The principle objective of this study was a diagnostic tool for JH specific to the paediatric foot and ankle, with demonstrated test reliability and internal consistency, a defined cut-off point, and demonstrated validity.
The original 7 items returned Cronbach's α = 0.80, indicating good inter-item reliability. However, poor relationship with excessive subtalar movement component (0.23) directed us to exclude this item and achieve a reliability mean value of 0.59. Following this revision, the 6-item FAFI demonstrated good internal consistency with Cronbach's α = 0.82.
The BS cut-off score of 5/9 has previously shown sensitivity of 72% and specificity of 78%. Similarly, the LLAS cut-off point has previously shown sensitivity of 68% and specificity of 86%(14). The current study has determined that ≥4/6 was the optimal FAFI cut-off point, with high sensitivity (85%) and specificity (95%). The cut-off point was investigated for each gender, and both returned a cut-off point of 4, which is applicable for both genders. The present cut-off point has been calculated in a European ethnic group, and it is expected that there may be differences in other participants with different ethnicity, who are reportedly more hypermobile (3,4,15). The cut-off point from this study demonstrated positive predictive values of 95% and negative predictive values of 95%, thus measuring the efficacy of the diagnostic test.
Excellent intra-rater reliability (ICC= 0.96, p < 0.001) and excellent inter-rater reliability (ICC= 0.89, p < 0.001) were found. Previous reliability studies (16), have also provided psychometric data, and found inter-rater BS reliability of 0.73 (0.42-0.88) and LLAS inter-rater reliability of 0.78 (0.41-0.93), indicative of tools with excellent inter-rater reliability, for the identification of foot and ankle JH.
This research found similarities to other studies when hypermobility was compared with gender, age, and differences between left and right limbs. We found significant differences regarding gender, where girls were more flexible than boys at the foot and ankle level. These results agree with previous studies when compared with LLAS (17) and BS (7)(18)(19). When comparing left and right sides, no differences were found, in common with a previous stud (17). The current study found that joint hypermobility of the foot and ankle was inversely proportional to age (r= -0.23; p < 0.01), Similarly, other studies have found the same relationship in lower limbs. (17) and with GJH (20)(18)(19).
There was a proportionally positive correlation between the BS and FAFI (r=437; p < 0.01). A concordance of the data obtained in the study between BS and FAFI was found in 69%. For 48% of the results in which FAFI was positive, BS was unable to diagnose joint hypermobility. In 20% of cases, FAFI was negative in subjects with general joint hypermobility, indicating that there is overdiagnosis of JH when using the BS in studies that connect foot and ankle flexibility with BS findings. It is unlikely that the BS, with only knee range examined in lower limbs and predominantly upper limb signs, would always indicate foot and ankle JH. It is important to understand that for foot and ankle injuries, the BS should not be a primary test, as recent meta-analysis supports.(9), where generalized JH was used as a variable of JH for the relationship with lower limb injuries. Further investigations also suggest using JH tests located pertinent to the body area. (21,22). Malek et al. (21) have likewise considered integrating body region items in to a revised BS.
Regarding the LLAS, FAFI had a proportionally positive correlation (r=923; p < 0.01). Comparing it with BS if a higher correlation was found. There was a concordance of cases between FAFI and LLAS in 84%. In 27% of the cases in which FAFI was positive, LLAS obtained a negative value in hypermobility. As there were also 8% of cases in which FAFI was negative in subjects with lower limb joint hypermobility, therefore, LLAS could over diagnose cases of foot and ankle hypermobility. Clinicians should be careful when using the LLAS score as a tool that only assesses joint hypermobility of the foot and ankle, LLAS should be used when general joint hypermobility of the lower limbs is studied.

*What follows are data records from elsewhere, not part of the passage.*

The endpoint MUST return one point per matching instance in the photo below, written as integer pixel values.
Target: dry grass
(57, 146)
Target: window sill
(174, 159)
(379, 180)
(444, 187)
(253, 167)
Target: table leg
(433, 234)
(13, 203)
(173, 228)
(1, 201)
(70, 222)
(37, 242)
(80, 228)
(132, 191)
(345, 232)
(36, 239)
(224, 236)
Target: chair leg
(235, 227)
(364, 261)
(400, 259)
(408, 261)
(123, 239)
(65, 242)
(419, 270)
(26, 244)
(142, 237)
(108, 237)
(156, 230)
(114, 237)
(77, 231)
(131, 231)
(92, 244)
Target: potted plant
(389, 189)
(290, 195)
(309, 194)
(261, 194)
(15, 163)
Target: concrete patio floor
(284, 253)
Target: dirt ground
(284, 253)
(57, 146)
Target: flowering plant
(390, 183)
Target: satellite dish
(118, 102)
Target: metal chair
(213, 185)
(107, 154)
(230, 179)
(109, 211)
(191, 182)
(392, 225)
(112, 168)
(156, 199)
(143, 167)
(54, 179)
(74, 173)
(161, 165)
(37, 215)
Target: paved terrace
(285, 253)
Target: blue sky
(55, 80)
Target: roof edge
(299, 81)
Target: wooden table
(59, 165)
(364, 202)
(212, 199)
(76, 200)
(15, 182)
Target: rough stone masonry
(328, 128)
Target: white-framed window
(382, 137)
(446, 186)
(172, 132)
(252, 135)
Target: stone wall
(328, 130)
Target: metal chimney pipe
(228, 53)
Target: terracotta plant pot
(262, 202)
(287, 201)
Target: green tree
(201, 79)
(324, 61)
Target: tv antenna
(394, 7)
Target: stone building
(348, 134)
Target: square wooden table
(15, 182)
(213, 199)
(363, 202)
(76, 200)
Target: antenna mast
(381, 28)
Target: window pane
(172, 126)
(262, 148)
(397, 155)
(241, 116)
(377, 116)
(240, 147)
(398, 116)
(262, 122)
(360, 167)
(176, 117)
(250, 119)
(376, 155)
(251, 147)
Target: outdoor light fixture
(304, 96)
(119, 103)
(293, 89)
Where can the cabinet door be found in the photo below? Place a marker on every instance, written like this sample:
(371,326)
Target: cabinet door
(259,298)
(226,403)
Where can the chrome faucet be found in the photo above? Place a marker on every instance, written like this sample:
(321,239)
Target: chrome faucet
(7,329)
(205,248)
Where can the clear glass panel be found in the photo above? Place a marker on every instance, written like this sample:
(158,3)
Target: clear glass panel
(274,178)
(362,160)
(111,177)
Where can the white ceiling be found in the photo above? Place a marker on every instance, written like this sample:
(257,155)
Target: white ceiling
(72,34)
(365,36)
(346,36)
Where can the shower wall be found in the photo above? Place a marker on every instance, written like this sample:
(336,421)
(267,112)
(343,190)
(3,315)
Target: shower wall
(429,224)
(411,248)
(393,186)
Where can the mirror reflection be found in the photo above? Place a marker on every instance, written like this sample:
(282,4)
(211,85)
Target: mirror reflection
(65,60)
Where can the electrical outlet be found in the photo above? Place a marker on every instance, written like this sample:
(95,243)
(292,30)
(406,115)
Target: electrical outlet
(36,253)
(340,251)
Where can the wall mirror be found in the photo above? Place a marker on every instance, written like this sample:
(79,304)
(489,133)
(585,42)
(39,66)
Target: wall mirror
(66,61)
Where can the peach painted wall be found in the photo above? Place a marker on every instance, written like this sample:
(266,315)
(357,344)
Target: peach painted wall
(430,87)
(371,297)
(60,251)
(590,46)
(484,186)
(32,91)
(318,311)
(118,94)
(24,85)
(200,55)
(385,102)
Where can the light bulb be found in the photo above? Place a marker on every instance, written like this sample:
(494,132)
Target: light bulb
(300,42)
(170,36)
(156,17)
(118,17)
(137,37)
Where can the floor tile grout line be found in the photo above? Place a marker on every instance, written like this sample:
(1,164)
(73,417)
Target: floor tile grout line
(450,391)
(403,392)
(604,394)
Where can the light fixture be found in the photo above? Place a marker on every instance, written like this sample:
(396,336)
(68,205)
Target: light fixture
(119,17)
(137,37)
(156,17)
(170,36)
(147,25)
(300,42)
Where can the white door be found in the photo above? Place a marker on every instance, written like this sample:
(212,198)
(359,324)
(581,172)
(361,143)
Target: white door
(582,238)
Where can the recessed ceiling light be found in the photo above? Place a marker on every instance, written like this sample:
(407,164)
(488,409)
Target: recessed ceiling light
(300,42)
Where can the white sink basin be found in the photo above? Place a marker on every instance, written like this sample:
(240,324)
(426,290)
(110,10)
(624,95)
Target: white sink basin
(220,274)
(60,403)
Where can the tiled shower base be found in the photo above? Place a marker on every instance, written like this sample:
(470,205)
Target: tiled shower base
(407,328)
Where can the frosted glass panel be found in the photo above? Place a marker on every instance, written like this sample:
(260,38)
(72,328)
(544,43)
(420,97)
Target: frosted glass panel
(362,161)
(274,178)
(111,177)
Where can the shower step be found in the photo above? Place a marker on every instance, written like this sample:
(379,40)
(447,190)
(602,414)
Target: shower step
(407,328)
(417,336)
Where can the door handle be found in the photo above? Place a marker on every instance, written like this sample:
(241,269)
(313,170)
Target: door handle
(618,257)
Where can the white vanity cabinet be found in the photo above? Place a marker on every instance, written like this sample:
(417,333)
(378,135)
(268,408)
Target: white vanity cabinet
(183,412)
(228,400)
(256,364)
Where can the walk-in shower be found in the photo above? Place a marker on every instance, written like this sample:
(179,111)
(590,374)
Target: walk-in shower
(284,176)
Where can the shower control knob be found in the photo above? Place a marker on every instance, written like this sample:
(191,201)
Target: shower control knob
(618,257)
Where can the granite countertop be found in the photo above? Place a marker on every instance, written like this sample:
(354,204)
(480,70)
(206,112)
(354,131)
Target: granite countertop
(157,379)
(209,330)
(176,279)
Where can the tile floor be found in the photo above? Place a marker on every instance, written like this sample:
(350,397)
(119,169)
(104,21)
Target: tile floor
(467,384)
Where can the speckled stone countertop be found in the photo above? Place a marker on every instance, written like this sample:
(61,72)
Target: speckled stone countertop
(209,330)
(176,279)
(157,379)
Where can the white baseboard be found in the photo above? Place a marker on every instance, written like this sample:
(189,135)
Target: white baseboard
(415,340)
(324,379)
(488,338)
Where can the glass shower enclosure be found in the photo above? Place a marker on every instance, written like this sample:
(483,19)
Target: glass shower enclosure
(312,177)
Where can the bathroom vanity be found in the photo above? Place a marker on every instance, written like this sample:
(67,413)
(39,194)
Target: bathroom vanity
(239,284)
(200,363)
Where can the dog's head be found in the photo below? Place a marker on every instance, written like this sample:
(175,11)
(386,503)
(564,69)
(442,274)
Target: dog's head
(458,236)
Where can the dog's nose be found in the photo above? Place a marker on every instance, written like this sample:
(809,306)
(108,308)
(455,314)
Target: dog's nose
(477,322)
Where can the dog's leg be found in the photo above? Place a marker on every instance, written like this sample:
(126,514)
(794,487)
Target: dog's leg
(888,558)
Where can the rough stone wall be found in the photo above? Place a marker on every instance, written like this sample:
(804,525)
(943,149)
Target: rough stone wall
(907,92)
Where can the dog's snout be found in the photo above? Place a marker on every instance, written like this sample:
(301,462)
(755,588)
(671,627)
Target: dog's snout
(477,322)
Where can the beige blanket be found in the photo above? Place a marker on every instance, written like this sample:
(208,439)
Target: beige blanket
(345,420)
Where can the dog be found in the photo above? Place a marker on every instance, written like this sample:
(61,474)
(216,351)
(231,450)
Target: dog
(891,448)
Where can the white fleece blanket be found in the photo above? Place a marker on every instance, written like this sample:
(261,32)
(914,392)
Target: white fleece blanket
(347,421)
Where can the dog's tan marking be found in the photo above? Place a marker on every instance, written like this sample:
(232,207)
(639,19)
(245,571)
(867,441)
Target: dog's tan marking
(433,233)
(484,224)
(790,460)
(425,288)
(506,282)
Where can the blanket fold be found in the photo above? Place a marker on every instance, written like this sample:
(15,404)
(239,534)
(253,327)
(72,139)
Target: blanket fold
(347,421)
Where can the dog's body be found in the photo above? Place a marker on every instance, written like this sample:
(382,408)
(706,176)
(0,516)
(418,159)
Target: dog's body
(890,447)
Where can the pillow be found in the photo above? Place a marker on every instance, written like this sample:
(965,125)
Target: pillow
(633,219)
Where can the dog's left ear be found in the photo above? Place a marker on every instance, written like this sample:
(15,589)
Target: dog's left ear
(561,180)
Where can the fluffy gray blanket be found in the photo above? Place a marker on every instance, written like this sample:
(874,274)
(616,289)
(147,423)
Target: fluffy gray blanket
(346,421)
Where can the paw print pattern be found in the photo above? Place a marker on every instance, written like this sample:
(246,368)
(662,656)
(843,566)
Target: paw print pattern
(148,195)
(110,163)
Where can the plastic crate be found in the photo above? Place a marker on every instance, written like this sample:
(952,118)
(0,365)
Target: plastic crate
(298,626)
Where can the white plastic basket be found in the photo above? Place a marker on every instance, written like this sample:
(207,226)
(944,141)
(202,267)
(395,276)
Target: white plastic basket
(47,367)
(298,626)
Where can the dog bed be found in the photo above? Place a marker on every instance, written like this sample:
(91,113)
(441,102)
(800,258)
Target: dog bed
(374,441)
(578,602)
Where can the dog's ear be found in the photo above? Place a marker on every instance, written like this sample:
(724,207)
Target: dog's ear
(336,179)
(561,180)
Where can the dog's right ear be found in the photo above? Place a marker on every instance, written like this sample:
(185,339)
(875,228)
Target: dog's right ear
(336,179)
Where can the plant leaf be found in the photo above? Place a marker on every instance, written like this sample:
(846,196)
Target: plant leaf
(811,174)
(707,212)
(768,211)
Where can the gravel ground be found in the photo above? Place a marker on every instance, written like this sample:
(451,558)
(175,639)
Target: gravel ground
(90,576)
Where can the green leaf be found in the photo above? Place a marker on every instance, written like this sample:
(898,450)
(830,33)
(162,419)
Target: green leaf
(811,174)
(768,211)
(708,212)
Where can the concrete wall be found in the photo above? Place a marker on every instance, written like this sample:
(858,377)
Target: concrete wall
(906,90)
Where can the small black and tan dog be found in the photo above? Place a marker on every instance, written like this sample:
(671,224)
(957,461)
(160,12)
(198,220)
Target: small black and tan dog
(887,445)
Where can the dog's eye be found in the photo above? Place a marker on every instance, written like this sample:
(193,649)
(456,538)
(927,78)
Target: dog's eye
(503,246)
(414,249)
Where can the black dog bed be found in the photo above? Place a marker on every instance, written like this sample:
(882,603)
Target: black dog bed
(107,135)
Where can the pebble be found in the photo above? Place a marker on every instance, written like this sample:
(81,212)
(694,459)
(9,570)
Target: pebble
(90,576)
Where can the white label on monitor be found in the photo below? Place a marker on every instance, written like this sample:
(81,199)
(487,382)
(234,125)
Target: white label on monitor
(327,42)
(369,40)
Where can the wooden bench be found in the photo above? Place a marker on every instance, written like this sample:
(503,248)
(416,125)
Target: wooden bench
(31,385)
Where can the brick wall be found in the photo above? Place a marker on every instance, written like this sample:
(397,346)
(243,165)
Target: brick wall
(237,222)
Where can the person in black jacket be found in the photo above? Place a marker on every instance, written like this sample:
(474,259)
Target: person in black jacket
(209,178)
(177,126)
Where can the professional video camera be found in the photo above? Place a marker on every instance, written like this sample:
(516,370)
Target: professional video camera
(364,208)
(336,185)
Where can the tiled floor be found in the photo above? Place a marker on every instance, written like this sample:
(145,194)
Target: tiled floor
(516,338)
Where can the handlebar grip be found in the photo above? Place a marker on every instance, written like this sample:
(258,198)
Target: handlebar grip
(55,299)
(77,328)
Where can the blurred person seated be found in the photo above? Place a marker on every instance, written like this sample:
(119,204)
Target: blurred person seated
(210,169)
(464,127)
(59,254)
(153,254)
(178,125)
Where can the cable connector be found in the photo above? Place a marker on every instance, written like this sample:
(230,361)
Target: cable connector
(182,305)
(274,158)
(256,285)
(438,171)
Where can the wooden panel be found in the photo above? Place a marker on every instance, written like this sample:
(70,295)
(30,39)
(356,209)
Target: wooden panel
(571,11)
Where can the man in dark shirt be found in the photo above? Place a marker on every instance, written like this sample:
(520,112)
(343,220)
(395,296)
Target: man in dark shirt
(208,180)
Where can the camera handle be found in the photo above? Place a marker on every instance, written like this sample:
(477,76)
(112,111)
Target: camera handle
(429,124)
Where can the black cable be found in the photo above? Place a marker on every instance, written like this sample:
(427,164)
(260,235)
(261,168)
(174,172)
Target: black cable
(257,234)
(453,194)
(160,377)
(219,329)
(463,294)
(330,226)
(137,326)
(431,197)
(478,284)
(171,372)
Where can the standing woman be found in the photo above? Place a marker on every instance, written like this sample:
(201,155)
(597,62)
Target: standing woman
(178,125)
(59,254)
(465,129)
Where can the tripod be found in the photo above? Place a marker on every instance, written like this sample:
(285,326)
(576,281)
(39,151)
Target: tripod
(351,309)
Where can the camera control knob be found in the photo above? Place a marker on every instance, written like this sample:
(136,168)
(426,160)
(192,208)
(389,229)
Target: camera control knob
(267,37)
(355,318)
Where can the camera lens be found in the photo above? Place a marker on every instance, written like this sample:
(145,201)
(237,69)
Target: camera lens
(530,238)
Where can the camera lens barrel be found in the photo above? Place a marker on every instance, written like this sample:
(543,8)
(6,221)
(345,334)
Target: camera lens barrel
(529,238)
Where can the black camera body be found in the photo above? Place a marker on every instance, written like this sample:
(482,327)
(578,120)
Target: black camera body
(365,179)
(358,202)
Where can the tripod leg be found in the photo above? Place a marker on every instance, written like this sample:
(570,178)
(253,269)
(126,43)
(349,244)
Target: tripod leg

This supports the importance of incorporating this new reliable and valid tool for the diagnosis of foot and ankle joint hypermobility, which has a cut-off point for future foot and ankle research.
Further, clinicians need to appreciate joint hypermobility as both a local or systemic condition, and it’s overlap with hypotonia(23).
It has been suggested that children with hypotonia, present joint hyperlaxity as adults(24). Clinically, hypotonia is observed, indicated by the pull-to-sit test, the frog-sit posture, vertical suspension floppiness, and the scarf sign. No test has been validated for the diagnosis of hypotonia.
A limitation of this study is that only Caucasian participants were included, given that greater flexibility in Asian and African populations is reported (4,5). Therefore, the cut-off point is only applicable for this paediatric population.
Further investigations utilising FAFI should consider both wider age range, and more diverse ethnicities.
Our future research will compare FAFI with the validated Foot Posture Index, for the study of joint hypermobility of the foot and ankle and developing foot posture.